The Unity Principle
We need to
start a revolution. Not a revolution
against any national figure or political state, but a revolution against a philosophical
viewpoint, the viewpoint of modern scientific materialism and reductionism. This world view,
born back in the ancient depths of Greek philosophy with the Atomists and carried forward by Bacon, Newton, and Einstein, has been advanced by
modern science as far as it can go in our understanding of the universe and it
now holds us back. Further progress
requires throwing away the very idea that the Universe can be understood by
reducing it to its ultimate constituents and understanding those parts
separately. Even science itself is
slowly reaching this conclusion with recent advances in quantum mechanics such
as Bell’s Theorem and string theory and our understanding of the concepts of non-locality and quantum entanglement.

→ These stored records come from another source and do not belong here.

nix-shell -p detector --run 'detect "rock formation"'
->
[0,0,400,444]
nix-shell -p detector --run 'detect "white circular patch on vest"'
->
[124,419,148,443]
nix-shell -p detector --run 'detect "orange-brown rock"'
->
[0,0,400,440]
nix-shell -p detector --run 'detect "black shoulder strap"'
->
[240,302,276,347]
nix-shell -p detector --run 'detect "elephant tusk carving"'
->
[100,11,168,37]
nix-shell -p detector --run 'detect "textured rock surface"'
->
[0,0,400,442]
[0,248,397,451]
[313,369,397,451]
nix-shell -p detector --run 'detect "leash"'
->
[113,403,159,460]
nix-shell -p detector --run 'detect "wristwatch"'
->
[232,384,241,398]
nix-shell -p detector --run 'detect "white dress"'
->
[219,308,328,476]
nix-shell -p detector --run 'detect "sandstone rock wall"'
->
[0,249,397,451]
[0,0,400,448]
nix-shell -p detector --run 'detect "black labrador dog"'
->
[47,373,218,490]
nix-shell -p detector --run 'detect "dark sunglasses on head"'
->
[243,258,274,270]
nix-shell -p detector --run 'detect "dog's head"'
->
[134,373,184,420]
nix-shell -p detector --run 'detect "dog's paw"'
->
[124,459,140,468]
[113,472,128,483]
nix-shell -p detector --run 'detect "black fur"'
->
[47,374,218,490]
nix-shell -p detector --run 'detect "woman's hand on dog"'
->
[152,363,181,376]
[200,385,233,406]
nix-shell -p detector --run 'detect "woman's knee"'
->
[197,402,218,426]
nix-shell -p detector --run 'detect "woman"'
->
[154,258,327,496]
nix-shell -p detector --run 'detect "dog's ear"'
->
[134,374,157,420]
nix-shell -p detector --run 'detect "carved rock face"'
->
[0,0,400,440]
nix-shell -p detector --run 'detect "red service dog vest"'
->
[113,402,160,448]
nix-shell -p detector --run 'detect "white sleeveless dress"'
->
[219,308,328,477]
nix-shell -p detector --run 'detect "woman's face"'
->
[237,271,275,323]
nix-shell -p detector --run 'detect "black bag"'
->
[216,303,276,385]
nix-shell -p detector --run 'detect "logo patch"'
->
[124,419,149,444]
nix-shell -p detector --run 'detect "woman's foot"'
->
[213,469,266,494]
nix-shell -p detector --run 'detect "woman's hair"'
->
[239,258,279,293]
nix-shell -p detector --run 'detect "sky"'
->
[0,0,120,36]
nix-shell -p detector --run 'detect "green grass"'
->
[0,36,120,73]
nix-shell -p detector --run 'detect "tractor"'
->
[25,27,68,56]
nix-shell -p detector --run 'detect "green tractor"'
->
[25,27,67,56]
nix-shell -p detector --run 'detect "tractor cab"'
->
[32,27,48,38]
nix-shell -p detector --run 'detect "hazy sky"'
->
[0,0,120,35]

What new conceptual framework or idea should replace this outdated reductionist
understanding of the way the world works?
I would propose that it be The Unity Principle.
In his book
“The Unity Principle: The Link Between
Science and Spirituality”, Steven Richheimer boils this idea down to the simple
statement that “The undivided wholeness of the created universe is essentially
what we call the Unity Principle…Unlike the philosophy of dualism, which teaches that the universe consists of, or is explicable as two or
more fundamental entities, such as matter and mind, living and nonliving, God
and creation, etc., monism purports that the universe is a Singularity
(One). Everything is connected, and all
things originate from Supreme Consciousness.”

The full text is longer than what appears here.